D. ... MAIS LA PROFITABILITÉ AUSSI
La
première moitié des années 80 est marquée par une
action négative de la profitabilité sur l'accumulation du
capital, qui atteint son point culminant courant 1983, sous l'effet de la
déformation du partage de la valeur ajoutée en faveur des
salariés (le taux de marge atteint un minimum historique à
21 %). La politique de rigueur instaurée en France à compter
de mars 1983 permet aux entreprises de restaurer leurs marges et
d'accroître leur rentabilité. Toutefois, il faut attendre le
début de 1985 pour que la profitabilité des entreprises joue
favorablement sur l'accumulation du capital, malgré l'accroissement des
taux d'intérêt réels lié à la
désinflation. La seconde moitié des années 80 voit un
impact favorable de la profitabilité des entreprises, qui provient
essentiellement de la reconstitution de leur marge, mais aussi à une
baisse moindre de la productivité du capital. Celle-ci progresse
jusqu'en 1990 et sa contribution au dynamisme de l'investissement
s'accroît pour connaître son apogée en 1990.

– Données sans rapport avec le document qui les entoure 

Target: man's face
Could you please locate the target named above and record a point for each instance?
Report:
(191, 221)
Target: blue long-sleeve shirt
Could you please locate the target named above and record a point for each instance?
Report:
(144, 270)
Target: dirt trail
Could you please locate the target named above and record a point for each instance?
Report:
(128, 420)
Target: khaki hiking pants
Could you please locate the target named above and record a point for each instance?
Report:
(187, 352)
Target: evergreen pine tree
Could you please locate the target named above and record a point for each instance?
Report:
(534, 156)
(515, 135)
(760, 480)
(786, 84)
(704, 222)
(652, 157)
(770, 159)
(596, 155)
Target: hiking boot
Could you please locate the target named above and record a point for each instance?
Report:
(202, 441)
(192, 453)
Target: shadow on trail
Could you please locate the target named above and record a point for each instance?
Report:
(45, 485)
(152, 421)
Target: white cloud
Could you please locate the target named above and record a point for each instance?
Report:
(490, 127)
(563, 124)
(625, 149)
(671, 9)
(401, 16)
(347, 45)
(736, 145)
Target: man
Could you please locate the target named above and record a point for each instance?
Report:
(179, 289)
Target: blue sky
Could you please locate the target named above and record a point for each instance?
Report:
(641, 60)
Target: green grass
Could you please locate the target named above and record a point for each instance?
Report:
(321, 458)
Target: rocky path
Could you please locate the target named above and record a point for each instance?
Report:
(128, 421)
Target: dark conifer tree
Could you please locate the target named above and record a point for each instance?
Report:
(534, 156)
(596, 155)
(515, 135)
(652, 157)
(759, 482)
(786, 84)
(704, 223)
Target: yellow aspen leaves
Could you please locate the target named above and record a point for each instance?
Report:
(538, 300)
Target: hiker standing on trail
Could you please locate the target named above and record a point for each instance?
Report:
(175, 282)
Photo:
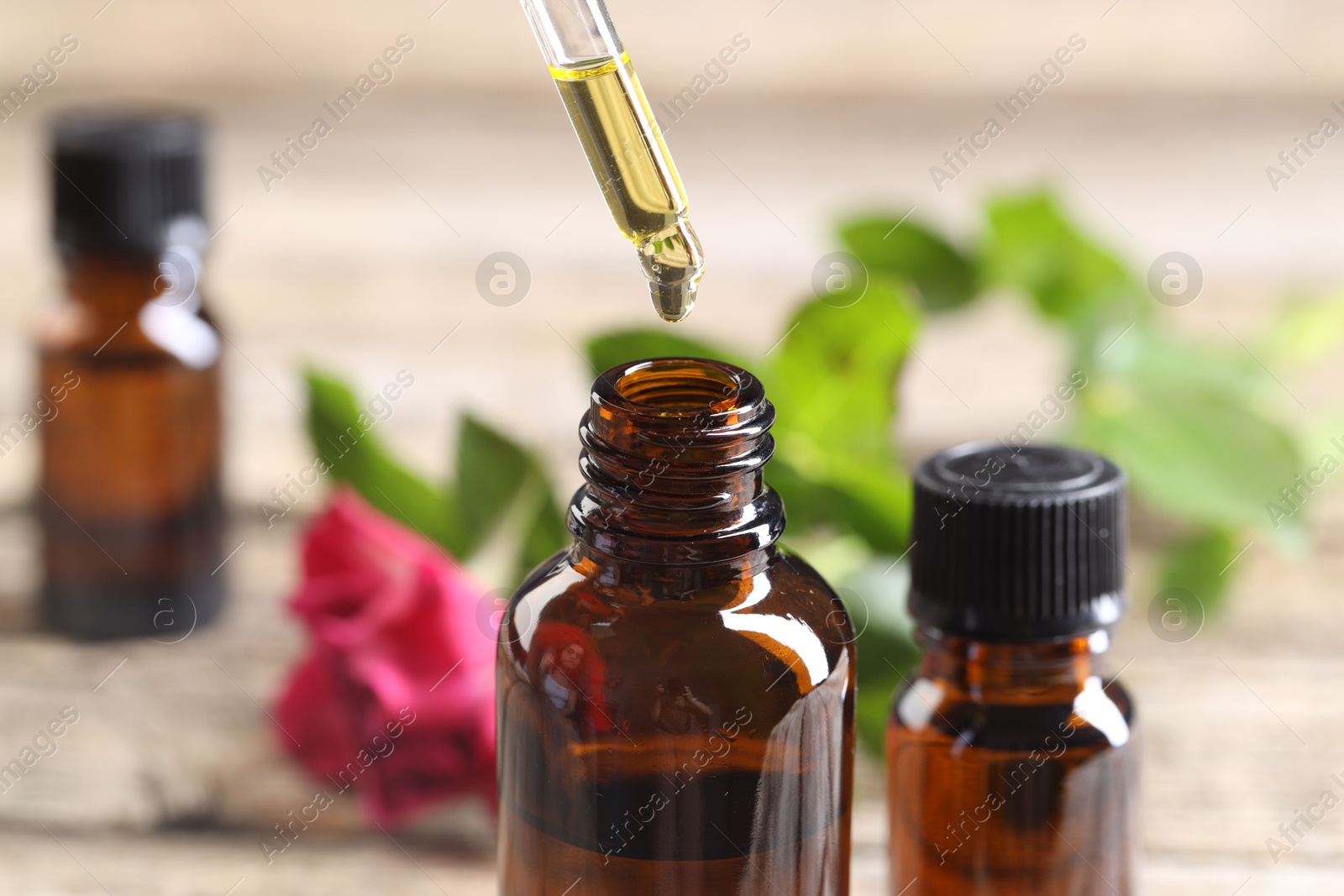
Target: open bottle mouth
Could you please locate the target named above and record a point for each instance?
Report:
(674, 450)
(680, 385)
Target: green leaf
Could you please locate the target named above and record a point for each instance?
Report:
(944, 277)
(1200, 564)
(832, 380)
(1032, 248)
(1189, 436)
(491, 470)
(622, 347)
(342, 437)
(544, 533)
(1305, 333)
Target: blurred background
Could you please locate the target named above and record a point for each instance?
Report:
(362, 259)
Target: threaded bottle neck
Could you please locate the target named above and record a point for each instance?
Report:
(674, 452)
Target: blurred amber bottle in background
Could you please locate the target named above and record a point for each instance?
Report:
(1011, 752)
(675, 694)
(129, 501)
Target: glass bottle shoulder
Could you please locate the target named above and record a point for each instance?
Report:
(660, 656)
(1016, 710)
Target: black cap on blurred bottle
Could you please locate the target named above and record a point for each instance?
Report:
(123, 179)
(1018, 543)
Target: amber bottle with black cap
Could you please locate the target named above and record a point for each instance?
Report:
(675, 694)
(1011, 750)
(129, 490)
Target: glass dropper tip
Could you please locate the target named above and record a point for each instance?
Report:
(672, 301)
(674, 264)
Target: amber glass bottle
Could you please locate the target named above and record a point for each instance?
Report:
(1010, 754)
(129, 497)
(675, 694)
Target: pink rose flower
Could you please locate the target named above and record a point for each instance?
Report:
(396, 698)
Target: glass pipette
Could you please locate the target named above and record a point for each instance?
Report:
(622, 144)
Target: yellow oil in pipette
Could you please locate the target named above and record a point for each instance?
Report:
(633, 168)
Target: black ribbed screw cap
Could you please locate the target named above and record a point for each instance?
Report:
(120, 181)
(1018, 543)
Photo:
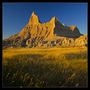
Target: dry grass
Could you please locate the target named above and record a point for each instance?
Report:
(54, 67)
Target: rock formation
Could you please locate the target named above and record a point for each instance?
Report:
(49, 34)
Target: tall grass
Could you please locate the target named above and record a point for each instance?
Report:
(63, 67)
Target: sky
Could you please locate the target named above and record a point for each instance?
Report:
(17, 15)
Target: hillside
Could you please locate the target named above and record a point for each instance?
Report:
(49, 34)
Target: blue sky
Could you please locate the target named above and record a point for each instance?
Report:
(16, 15)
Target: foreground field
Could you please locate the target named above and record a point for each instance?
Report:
(55, 67)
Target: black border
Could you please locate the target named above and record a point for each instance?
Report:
(30, 1)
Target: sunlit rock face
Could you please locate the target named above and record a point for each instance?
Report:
(50, 34)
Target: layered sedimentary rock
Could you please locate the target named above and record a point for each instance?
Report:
(49, 34)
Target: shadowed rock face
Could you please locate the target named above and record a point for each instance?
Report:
(49, 34)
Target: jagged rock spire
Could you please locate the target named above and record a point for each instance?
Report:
(34, 18)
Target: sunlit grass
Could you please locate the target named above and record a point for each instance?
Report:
(54, 67)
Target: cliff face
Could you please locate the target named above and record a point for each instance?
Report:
(49, 34)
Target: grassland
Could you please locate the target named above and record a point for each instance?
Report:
(41, 68)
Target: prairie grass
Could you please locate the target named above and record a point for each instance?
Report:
(42, 68)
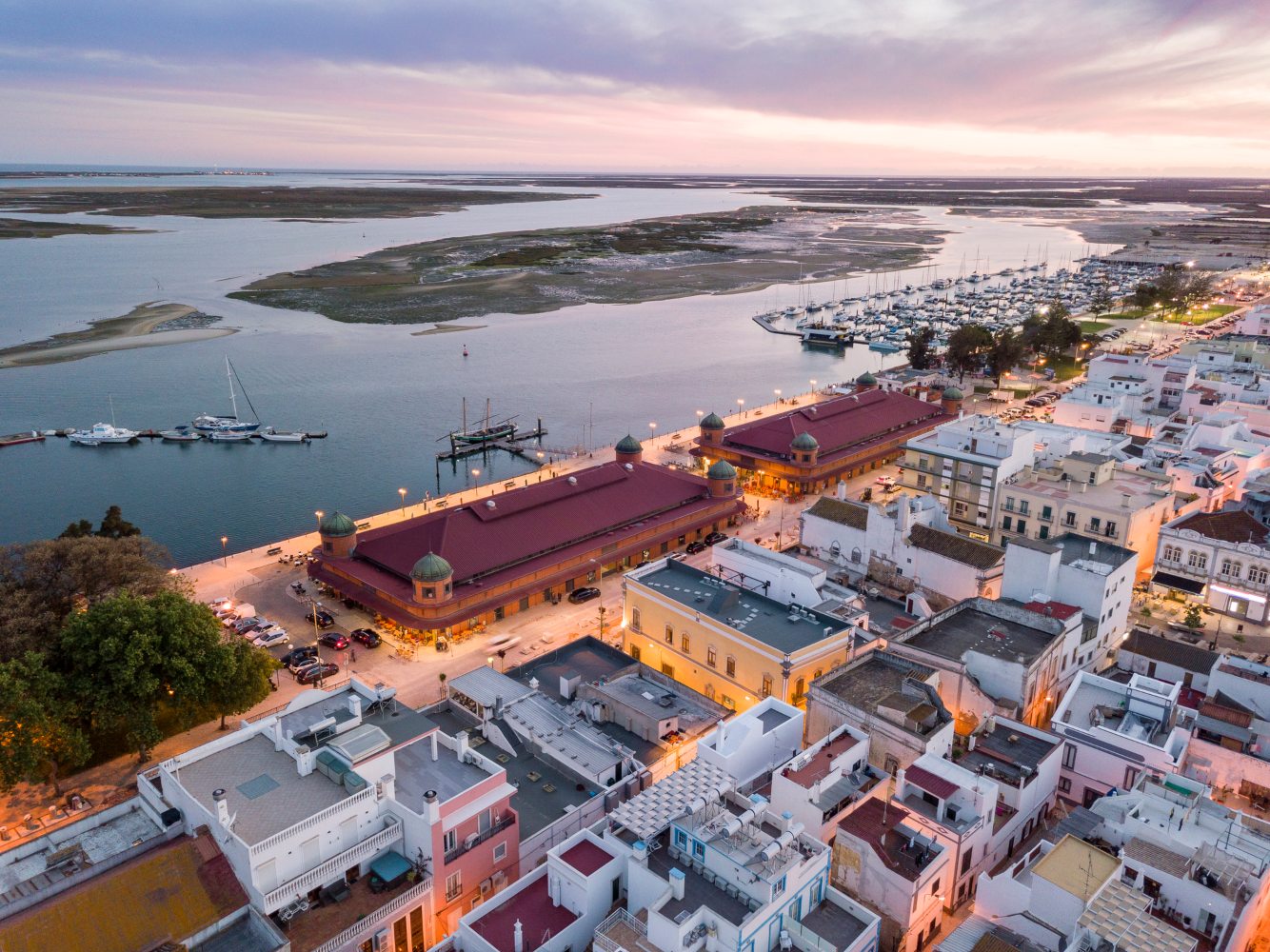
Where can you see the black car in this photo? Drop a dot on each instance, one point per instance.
(579, 596)
(365, 636)
(316, 672)
(299, 654)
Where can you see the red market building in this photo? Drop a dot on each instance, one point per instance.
(452, 569)
(812, 447)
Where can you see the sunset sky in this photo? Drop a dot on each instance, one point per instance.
(886, 87)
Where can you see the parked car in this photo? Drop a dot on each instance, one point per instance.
(299, 654)
(365, 636)
(274, 636)
(316, 672)
(335, 640)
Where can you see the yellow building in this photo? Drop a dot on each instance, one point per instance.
(732, 644)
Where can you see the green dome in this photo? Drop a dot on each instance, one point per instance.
(722, 470)
(430, 567)
(337, 525)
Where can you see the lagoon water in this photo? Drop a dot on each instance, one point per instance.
(385, 396)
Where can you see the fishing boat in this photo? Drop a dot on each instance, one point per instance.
(181, 434)
(272, 436)
(216, 423)
(102, 434)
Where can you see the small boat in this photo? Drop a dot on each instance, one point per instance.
(272, 436)
(103, 433)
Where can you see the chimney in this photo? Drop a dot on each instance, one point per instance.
(677, 880)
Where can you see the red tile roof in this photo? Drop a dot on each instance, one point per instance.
(930, 783)
(1053, 609)
(843, 426)
(586, 857)
(532, 908)
(532, 529)
(1235, 526)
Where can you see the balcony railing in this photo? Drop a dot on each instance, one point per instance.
(335, 866)
(472, 842)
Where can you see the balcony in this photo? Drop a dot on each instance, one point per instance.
(474, 841)
(334, 867)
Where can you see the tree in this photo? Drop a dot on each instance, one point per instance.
(1007, 350)
(40, 735)
(128, 659)
(921, 349)
(1101, 300)
(42, 583)
(242, 680)
(966, 348)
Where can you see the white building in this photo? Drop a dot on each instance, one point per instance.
(908, 539)
(1202, 866)
(1117, 733)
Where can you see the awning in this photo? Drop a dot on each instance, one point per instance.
(390, 866)
(1178, 582)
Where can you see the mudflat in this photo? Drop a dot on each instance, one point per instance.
(145, 326)
(262, 201)
(533, 272)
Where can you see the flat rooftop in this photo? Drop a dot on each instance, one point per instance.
(757, 616)
(972, 630)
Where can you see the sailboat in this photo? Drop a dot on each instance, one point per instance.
(212, 423)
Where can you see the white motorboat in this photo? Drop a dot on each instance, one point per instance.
(270, 436)
(102, 433)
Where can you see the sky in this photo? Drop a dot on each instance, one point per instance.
(783, 87)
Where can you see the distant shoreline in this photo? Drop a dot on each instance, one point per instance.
(141, 327)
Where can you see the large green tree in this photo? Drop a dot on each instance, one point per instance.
(40, 733)
(42, 583)
(131, 659)
(968, 347)
(921, 349)
(240, 681)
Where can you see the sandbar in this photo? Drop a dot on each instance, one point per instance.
(151, 324)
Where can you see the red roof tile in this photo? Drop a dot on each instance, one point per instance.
(930, 783)
(1053, 609)
(586, 857)
(841, 426)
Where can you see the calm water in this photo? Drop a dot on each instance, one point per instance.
(384, 395)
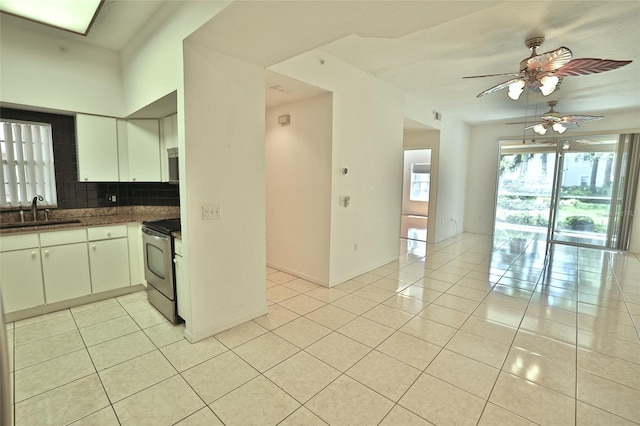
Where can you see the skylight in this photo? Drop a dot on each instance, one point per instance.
(70, 15)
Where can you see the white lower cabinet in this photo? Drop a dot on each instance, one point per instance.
(109, 262)
(136, 257)
(65, 270)
(21, 279)
(108, 257)
(53, 266)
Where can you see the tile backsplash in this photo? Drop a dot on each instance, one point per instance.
(77, 195)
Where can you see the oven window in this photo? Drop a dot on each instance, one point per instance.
(155, 261)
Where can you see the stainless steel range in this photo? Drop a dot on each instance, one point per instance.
(159, 270)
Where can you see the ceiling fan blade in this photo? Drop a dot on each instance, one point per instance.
(585, 66)
(533, 125)
(579, 118)
(509, 74)
(550, 61)
(500, 86)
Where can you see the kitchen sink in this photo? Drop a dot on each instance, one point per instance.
(37, 223)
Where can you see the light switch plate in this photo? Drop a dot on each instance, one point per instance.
(211, 212)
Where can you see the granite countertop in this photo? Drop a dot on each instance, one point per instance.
(76, 218)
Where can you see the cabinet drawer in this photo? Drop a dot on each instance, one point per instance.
(70, 236)
(19, 242)
(107, 232)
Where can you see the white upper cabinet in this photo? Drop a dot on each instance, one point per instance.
(139, 151)
(97, 147)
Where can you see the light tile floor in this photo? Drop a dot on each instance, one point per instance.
(468, 331)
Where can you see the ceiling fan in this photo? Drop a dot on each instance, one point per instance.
(545, 71)
(559, 123)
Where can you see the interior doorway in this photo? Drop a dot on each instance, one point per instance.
(416, 185)
(574, 190)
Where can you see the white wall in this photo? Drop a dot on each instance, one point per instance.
(413, 156)
(482, 169)
(453, 160)
(367, 139)
(298, 188)
(42, 70)
(223, 150)
(427, 139)
(152, 61)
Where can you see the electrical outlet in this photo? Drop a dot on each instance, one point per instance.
(211, 212)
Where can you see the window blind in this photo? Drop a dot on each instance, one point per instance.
(27, 164)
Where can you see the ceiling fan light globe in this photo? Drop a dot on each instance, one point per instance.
(515, 89)
(558, 127)
(548, 84)
(540, 129)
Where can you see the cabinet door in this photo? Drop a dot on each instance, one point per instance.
(97, 146)
(109, 260)
(66, 272)
(143, 147)
(21, 279)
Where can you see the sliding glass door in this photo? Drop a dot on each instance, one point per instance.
(577, 191)
(585, 173)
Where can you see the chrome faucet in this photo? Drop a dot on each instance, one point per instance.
(34, 206)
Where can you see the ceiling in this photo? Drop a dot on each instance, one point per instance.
(422, 47)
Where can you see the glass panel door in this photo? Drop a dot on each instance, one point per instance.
(586, 172)
(525, 186)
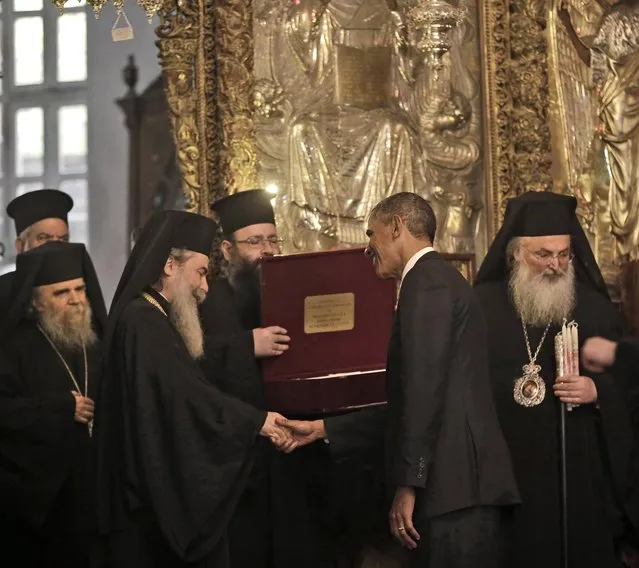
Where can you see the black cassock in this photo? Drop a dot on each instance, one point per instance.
(46, 475)
(272, 508)
(175, 452)
(6, 284)
(599, 441)
(302, 509)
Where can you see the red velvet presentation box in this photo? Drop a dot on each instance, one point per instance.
(339, 317)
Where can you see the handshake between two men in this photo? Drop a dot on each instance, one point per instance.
(286, 435)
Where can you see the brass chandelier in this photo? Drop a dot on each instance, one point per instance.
(151, 7)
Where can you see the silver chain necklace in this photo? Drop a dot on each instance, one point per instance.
(70, 373)
(530, 389)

Le ralentissement de 1990 et le niveau élevé des taux
d'intérêt, qui avaient nettement progressé dans les
années 1980, avaient resserré les contraintes financières
sur les entreprises. Ce resserrement a contribué à freiner
l'investissement au début des années 1990. Face à cette
situation, les entreprises ont réagi rapidement et n'ont pas
laissé se dégrader leurs ratios financiers en engageant une
stratégie de désendettement.
Les taux d'intérêt réels ont ensuite lentement
baissé et cette baisse s'est accompagnée d'une restauration de la
rentabilité du capital ce qui a conduit à une remontée
progressive de la profitabilité du capital. En 1995-1996, la baisse des
taux d'intérêt réels est plus prononcée, ce qui se
traduit par une nette amélioration de la profitabilité. La
restauration de la rentabilité du capital s'observe quant à elle
dès 1993. La forte substitution du travail au capital favorisée
par les allègements de charge et la modération salariale
interrompent la baisse tendancielle de la productivité du capital, ce
qui améliore durablement la rentabilité du capital.
Mais il faut attendre 1998, et la baisse des taux d'intérêt
réel rendue possible par l'entrée dans la zone euro pour que la
profitabilité retrouve un niveau moyen de l'ordre de 4 % (celui
jugé suffisant par Malinvaud). La contrainte financière se
dessert alors et l'investissement repart. La restauration des marges des
entrepreneurs semble avoir également favorisé l'accumulation du
capital dans d'autres pays européens comme l'Allemagne ou le
Royaume-Uni.
Ainsi, la vigueur de l'investissement constatée depuis 1998 trouve ses
origines non seulement dans la vigueur de la demande mais également dans
la restauration de la profitabilité, grâce notamment à la
forte baisse des taux d'intérêt en 1995-1996.